Robots.txt isn't something that bars access to information. It's just a notice that the administrator does not want large amounts of queries against certain resources.
>Robots.txt isn't something that bars access to information. It's just a notice that the administrator does not want large amounts of queries against certain resources.
Many times Robots.txt are implemented with the interest of barring access to information.
This works by relying on scrapers respecting the file, but it's no different than a no-loitering sign which itself cannot actively stop someone who is loitering.
Google doesn't have a Robots.txt disallowing search because it can't handle a large amount of queries against a resource...
Google has an effective monopoly on search engine market - you _can't realistically_ block google from scraping your website. They have this power and they are abusing it.
Also robots.txt is bullshit, if a person can access a public website why automated script shouldn't - technically speaking it's the same thing.
Imagine you have a piece of information that your neighbors in town come to you for every once in a while. They come over every now and again, ask you for it, maybe even bring you cookies for the trouble, and you provide it.
Then there's Ted.
Ted is insatiable. He hounds you at every minute of your day, constantly asking you the same question over and over. You've done everything you can. You tried to reason with Ted. You tried to contact whoever it is that brought Ted to your neighborhood. You even got so desperate, you moved a few houses down to escape the incessant hounding. That only worked for a little while though, and Ted found you again.
So you tried to stop answering the door; no use, he pokes his head in every time you're in the garage. You demanded people identify themselves first. Oh well, it's changed little. Now he just names himself gibberish names before hounding you for the same things over and over again.
This would not by any stretch of the imagination be acceptable behavior between two people. The main factor in determination for a court injunction would likely be physical trespass, or public nuisance; but no digital equivalent exists currently other than the CFAA, in the sense that in as much as one can prove that the access to the system is inconsistent with the intent or legal terms of providing a service, one may seek relief.
The problem is, LinkedIn has failed to make a convincing argument in the eyes of the appellate court that hiQ's Ted is violating the CFAA while LinkedIn has proactively engaged in activity disrupting hiQ's ability to do business; business which was consistent with the service granted to unknown members of the public at large.
In the Court's eyes, from the sounds of it, it appears LinkedIn is doing the greater harm.
What it looks like to me is this is setting up a common law framework that is going to cause website/service providers to have to choose from the get-go what their relationship to the Net is.
Are you just a transitor providing a service over the Net to a limited, select clientele bound by very specific terms of service? Then you may have a leg to stand on in fending off malignant Teds, but your exposure and onboarding will need to have concomitant friction to make the case to the Court that these Teds were never meant to be serviced in the first place.

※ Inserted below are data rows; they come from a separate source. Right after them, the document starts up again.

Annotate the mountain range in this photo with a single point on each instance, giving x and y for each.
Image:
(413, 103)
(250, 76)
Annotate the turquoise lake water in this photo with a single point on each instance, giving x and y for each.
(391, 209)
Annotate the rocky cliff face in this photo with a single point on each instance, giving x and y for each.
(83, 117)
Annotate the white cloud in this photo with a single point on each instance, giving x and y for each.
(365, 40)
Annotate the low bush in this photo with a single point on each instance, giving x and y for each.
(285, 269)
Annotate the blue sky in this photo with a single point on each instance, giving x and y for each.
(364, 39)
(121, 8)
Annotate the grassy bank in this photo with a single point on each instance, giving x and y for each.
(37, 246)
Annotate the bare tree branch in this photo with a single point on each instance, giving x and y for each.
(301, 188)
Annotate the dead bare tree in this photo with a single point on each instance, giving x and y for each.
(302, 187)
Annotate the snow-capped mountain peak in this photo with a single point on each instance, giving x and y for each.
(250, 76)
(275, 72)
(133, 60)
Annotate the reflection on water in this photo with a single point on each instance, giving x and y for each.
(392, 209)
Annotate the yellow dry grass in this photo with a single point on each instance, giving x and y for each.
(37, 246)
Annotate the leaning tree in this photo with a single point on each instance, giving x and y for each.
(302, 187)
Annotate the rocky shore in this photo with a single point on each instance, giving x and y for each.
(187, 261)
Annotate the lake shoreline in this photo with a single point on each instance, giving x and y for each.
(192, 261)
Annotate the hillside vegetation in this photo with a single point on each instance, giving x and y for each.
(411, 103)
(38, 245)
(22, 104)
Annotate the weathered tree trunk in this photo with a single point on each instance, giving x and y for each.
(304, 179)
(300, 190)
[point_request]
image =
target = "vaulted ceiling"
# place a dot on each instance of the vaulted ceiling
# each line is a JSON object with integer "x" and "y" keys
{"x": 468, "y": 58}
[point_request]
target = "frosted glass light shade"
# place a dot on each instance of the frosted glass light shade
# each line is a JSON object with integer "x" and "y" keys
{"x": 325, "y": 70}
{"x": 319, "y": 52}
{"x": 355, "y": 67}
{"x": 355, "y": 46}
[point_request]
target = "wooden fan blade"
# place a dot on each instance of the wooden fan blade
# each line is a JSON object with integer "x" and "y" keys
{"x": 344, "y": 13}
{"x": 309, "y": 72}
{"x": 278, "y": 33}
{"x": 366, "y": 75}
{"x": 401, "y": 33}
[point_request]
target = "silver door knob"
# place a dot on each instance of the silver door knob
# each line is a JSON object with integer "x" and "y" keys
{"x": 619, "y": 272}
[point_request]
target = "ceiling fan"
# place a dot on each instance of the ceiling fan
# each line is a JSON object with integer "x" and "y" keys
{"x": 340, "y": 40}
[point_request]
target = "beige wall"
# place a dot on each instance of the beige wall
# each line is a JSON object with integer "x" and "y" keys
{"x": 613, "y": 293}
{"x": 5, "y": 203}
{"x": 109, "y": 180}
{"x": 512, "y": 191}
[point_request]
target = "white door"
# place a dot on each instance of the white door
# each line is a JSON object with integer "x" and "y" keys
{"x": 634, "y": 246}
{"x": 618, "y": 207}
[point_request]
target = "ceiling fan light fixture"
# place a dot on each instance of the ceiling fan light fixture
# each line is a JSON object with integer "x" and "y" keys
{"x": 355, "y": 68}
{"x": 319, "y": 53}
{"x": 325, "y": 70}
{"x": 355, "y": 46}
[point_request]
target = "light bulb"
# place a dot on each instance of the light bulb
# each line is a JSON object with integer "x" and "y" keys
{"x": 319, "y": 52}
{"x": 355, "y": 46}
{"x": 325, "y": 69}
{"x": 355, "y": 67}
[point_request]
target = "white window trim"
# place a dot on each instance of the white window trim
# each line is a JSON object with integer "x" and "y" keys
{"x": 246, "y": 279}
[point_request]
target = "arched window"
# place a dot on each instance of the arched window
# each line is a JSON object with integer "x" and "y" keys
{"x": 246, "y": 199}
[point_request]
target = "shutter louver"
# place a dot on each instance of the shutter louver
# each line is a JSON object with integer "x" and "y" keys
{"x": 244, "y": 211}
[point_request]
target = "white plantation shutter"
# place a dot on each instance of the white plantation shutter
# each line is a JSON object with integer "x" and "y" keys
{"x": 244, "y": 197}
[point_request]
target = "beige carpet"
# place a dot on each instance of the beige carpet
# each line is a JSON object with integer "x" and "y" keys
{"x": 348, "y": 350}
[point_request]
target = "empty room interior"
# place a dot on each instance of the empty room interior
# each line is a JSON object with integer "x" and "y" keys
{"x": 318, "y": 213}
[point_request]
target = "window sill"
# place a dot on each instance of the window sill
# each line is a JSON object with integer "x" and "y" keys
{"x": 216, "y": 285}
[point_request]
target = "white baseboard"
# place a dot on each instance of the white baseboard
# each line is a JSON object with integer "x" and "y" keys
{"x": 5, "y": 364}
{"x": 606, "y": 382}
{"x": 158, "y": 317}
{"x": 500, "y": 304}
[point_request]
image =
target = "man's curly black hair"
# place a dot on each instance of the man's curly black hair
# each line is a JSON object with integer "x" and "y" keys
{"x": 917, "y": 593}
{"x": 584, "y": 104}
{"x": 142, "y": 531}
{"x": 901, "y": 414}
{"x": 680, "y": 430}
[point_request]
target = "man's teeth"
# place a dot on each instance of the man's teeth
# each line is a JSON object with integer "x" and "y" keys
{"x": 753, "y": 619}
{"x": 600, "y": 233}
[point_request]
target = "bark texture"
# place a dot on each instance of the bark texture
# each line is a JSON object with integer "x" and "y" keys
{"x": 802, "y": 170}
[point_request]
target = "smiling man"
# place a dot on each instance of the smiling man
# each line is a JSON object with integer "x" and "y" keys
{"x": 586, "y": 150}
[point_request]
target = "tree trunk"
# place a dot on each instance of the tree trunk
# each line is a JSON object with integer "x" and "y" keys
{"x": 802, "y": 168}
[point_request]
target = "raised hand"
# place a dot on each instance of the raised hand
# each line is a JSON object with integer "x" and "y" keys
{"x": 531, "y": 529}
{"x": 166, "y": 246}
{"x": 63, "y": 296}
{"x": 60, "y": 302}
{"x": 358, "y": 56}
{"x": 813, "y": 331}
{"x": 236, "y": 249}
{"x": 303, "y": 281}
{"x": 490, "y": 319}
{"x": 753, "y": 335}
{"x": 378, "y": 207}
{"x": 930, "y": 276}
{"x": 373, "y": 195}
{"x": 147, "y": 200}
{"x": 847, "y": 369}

Or, are you providing a public content portal, meant to make things accessible to everyone, with minimal terms? In which case, no legal Ted relief for you!
Just because it is your "syatem' and it isn't connected to your nervous system, does not mean it isn't capable of being caused harm to, or inflicting harm on someone else with careless muckery.
The one thing that disturbs me most is how the Court has disregarded the chilling effect that interpreting a duty to maintaining visibility may incur. A First Amendment challenge may end up being the inevitable result of this legal proceeding.
Can we also be allowed to view people's profiles without being forced to sign in to LinkedIn? They lost my trust many years ago with their shady practises and 'dark patterns', so I don't want to share any of my data with them.
I however sometimes want to look up people. Or would this be a case of wanting to have my cake and eat it?
"If this case is eventually decided in favor of hiQ, scrapers can no longer be blocked."
If the case is decided in favour of hiQ, then, absent an injunction, what would prevent a website from blocking a scraper? Maybe the website could still block unless and until the scraper gets her lawyers to file an injunction.
Another interpretation is that if hiQ wins, then in the 9th Circuit's jurisdiction websites serving public information they neither own nor exclusively license may no longer try to to use the CFAA and/or copyright law to threaten scrapers.
Scrapers generally, sure. Not sure about scrapers on other social-media sites like Facebook, though.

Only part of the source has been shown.